Abstract

Problem Preterm birth is commonly preceded by preterm labor, a syndrome that is causally linked to both intra-amniotic infection and intra-amniotic inflammation. However, the stereotypical cellular immune responses in these two clinical conditions are poorly understood. Method of study Amniotic fluid samples (n = 26) were collected from women diagnosed with preterm labor and intra-amniotic infection (amniotic fluid IL-6 concentrations >= 2.6 ng/mL and culturable microorganisms, n = 10) or intra-amniotic inflammation (amniotic fluid IL-6 concentrations >= 2.6 ng/mL without culturable microorganisms, n = 16). Flow cytometry was performed to evaluate the phenotype and number of amniotic fluid leukocytes. Amniotic fluid concentrations of classical pro-inflammatory cytokines, type 1 and type 2 cytokines, and T-cell chemokines were determined using immunoassays. Results Women with spontaneous preterm labor and intra-amniotic infection had (a) a greater number of total leukocytes, including neutrophils and monocytes/macrophages, in amniotic fluid; (b) a higher number of total T cells and CD4(+) T cells, but not CD8(+) T cells or B cells, in amniotic fluid; and (c) increased amniotic fluid concentrations of IL-6, IL-1 beta, and IL-10, compared to those with intra-amniotic inflammation.
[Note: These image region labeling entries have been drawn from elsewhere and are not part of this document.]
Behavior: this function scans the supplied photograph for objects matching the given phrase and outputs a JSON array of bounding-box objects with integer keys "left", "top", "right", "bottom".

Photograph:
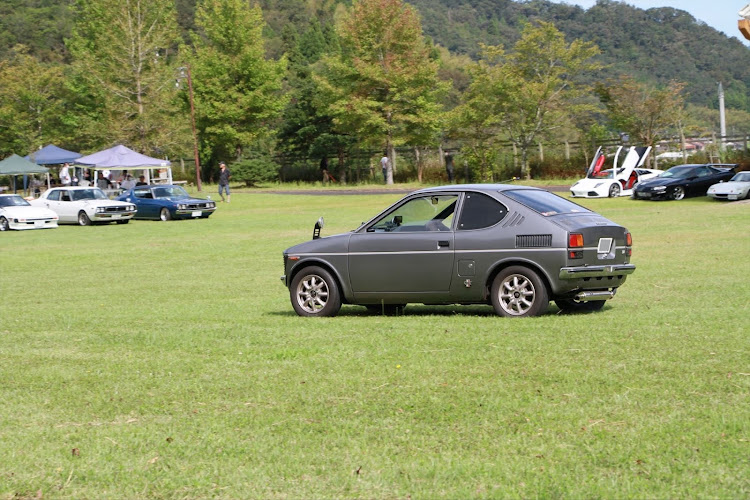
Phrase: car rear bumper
[{"left": 559, "top": 264, "right": 635, "bottom": 280}]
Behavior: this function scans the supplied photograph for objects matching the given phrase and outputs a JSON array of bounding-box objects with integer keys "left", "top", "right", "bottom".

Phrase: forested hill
[{"left": 0, "top": 0, "right": 750, "bottom": 111}]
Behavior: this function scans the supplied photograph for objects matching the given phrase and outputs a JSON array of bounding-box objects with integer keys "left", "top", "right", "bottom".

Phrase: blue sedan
[{"left": 117, "top": 184, "right": 216, "bottom": 221}]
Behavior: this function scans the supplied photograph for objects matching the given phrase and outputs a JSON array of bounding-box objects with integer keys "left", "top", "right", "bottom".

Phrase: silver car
[{"left": 281, "top": 184, "right": 635, "bottom": 317}]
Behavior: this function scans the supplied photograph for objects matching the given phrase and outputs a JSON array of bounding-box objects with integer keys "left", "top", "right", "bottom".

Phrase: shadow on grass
[{"left": 266, "top": 304, "right": 609, "bottom": 317}]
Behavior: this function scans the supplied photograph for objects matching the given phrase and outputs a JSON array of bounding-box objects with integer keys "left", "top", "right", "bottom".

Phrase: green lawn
[{"left": 0, "top": 187, "right": 750, "bottom": 500}]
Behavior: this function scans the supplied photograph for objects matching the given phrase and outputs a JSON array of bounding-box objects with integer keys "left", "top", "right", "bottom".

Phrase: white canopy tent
[{"left": 75, "top": 144, "right": 172, "bottom": 188}]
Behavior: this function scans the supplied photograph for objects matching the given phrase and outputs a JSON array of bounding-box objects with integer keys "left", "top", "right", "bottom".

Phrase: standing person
[
  {"left": 380, "top": 155, "right": 389, "bottom": 183},
  {"left": 445, "top": 151, "right": 454, "bottom": 182},
  {"left": 60, "top": 163, "right": 70, "bottom": 186},
  {"left": 219, "top": 162, "right": 232, "bottom": 203},
  {"left": 320, "top": 156, "right": 328, "bottom": 183}
]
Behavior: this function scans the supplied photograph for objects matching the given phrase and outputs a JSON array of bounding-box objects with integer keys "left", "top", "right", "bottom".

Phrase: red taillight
[{"left": 568, "top": 233, "right": 583, "bottom": 248}]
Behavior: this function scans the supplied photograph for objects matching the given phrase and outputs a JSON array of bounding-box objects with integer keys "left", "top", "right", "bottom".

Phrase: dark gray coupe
[{"left": 281, "top": 184, "right": 635, "bottom": 317}]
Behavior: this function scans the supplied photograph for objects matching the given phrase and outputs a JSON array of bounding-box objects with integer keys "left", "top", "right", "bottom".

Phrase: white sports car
[
  {"left": 31, "top": 186, "right": 136, "bottom": 226},
  {"left": 0, "top": 194, "right": 57, "bottom": 231},
  {"left": 706, "top": 171, "right": 750, "bottom": 201},
  {"left": 570, "top": 146, "right": 662, "bottom": 198}
]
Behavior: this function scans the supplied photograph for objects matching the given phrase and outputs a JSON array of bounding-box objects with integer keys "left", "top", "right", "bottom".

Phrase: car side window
[
  {"left": 458, "top": 193, "right": 508, "bottom": 231},
  {"left": 367, "top": 195, "right": 458, "bottom": 233}
]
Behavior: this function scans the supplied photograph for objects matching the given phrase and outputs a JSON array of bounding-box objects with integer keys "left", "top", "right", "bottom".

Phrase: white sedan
[
  {"left": 31, "top": 186, "right": 136, "bottom": 226},
  {"left": 0, "top": 194, "right": 57, "bottom": 231},
  {"left": 707, "top": 171, "right": 750, "bottom": 201}
]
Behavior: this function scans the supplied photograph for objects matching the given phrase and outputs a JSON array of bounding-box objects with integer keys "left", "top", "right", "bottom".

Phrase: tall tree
[
  {"left": 189, "top": 0, "right": 286, "bottom": 165},
  {"left": 69, "top": 0, "right": 189, "bottom": 155},
  {"left": 317, "top": 0, "right": 445, "bottom": 184},
  {"left": 470, "top": 22, "right": 600, "bottom": 179},
  {"left": 596, "top": 76, "right": 685, "bottom": 150},
  {"left": 0, "top": 46, "right": 69, "bottom": 157}
]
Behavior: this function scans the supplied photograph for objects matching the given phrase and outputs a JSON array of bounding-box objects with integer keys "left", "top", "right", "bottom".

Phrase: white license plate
[{"left": 596, "top": 238, "right": 612, "bottom": 253}]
However, no differences in amniotic fluid concentrations of T-cell cytokines and chemokines were observed between these two clinical conditions. Conclusion The cellular immune responses observed in women with preterm labor and intra-amniotic infection are more severe than in those with intra-amniotic inflammation, and neutrophils, monocytes/macrophages, and CD4(+) T cells are the main immune cells responding to microorganisms that invade the amniotic cavity. These findings provide insights into the intra-amniotic immune mechanisms underlying the human syndrome of preterm labor.